Assuming 100% extraction efficiency, 50 µL of saliva deposited on a sterile cotton swab and extracted in 1 mL of the RSID™ extraction buffer will produce an extract that contains 50 nL of saliva per microliter of extract. When 0.4, 1, 2, and 10 µL of saliva extracts are adjusted to a total volume of 200 µL with RSID™ running buffer, 100 µL of these extracts will contain 10, 25, 50, and 250 nL of saliva, respectively. Two different Readers were evaluated in this study, each with two sets of RSID™ cassette replicates. All results were concordant.

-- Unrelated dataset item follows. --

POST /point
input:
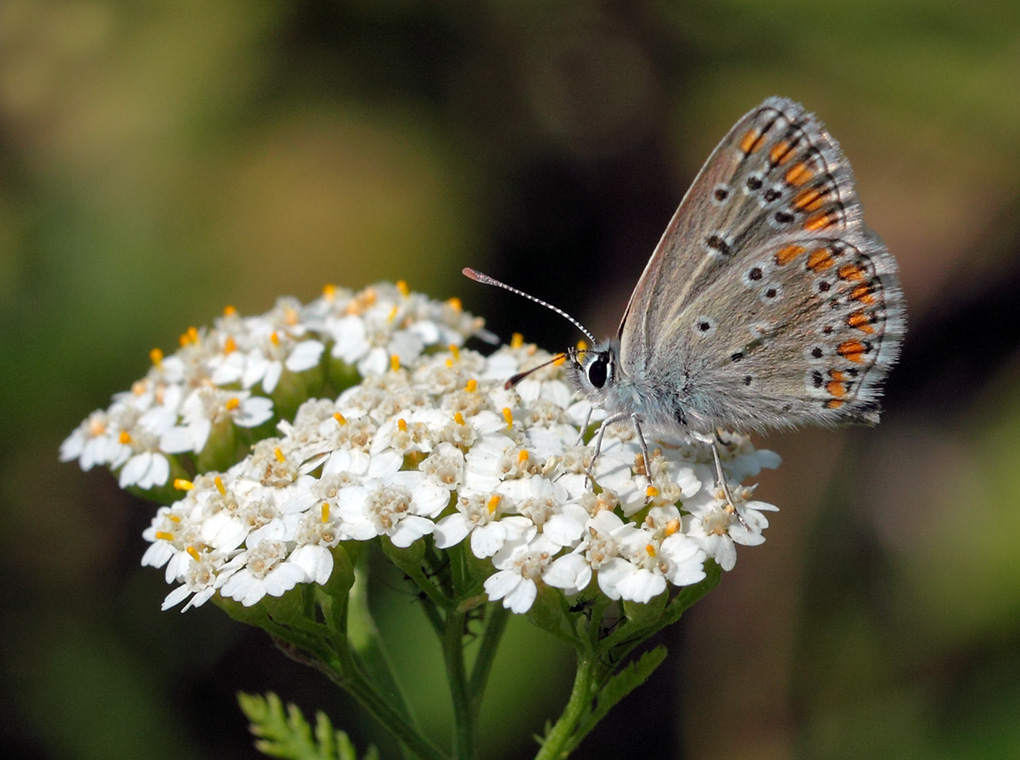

Figure 3 shows results of RSID™ Saliva as they appear in a digital photograph (Nikon’s Coolpix 5600) and in the digital images generated by the RSID™ Reader. Extraction negative controls (Figure 3, cassettes 1 and 2) and blood-semen-urine cross-reactivity controls (Figure 3, cassettes 11 and 12) were scored as “negative” by both RSID™ Readers tested. Samples with calculated amounts (10, 25, 50, and 250 nL) of saliva were scored as “positive” by both RSID™ Readers tested (Figure 3, cassettes 3–10).
Cassettes 3 and 4, on which 10 nL of saliva were tested had very light positive signals, which was expected as 10 nL of saliva is at the detection limit of RSID™ Saliva test [2]. To measure reproducibility of the RSID™ Reader, cassette 3 was analyzed three times on both RSID™ Readers. Both RSID™ Readers detected signal and registered positive in all three replicates.
Figure 3. Results of RSID™ Saliva and RSID™ Reader Experiments. Results of two replicates for each analyzed saliva volume from one Reader are shown. Cassette number and calculated volume of saliva added to each cassette are shown (top). Digital camera capture of cassettes and RSID™ Reader images are shown below, respectively. Top—Digital photograph of the cassettes (C—Control; T—Test lines) with analyzed saliva volumes indicated above. Bottom—Images taken from RSID™ Reader. RSID™ Reader results (positive [+] or negative [−]) are indicated under each RSID™ Reader image. Note: Camera capture or RSID™ Reader images are slightly less sensitive than visual observation of the cassettes.
Figure 3. Results of RSID™ Saliva and RSID™ Reader Experiments. Results of two replicates for each analyzed saliva volume from one Reader are shown. Cassette number and calculated volume of saliva added to each cassette are shown (top). Digital camera capture of cassettes and RSID™ Reader images are shown below, respectively. Top—Digital photograph of the cassettes (C—Control; T—Test lines) with analyzed saliva volumes indicated above. Bottom—Images taken from RSID™ Reader. RSID™ Reader results (positive [+] or negative [−]) are indicated under each RSID™ Reader image. Note: Camera capture or RSID™ Reader images are slightly less sensitive than visual observation of the cassettes.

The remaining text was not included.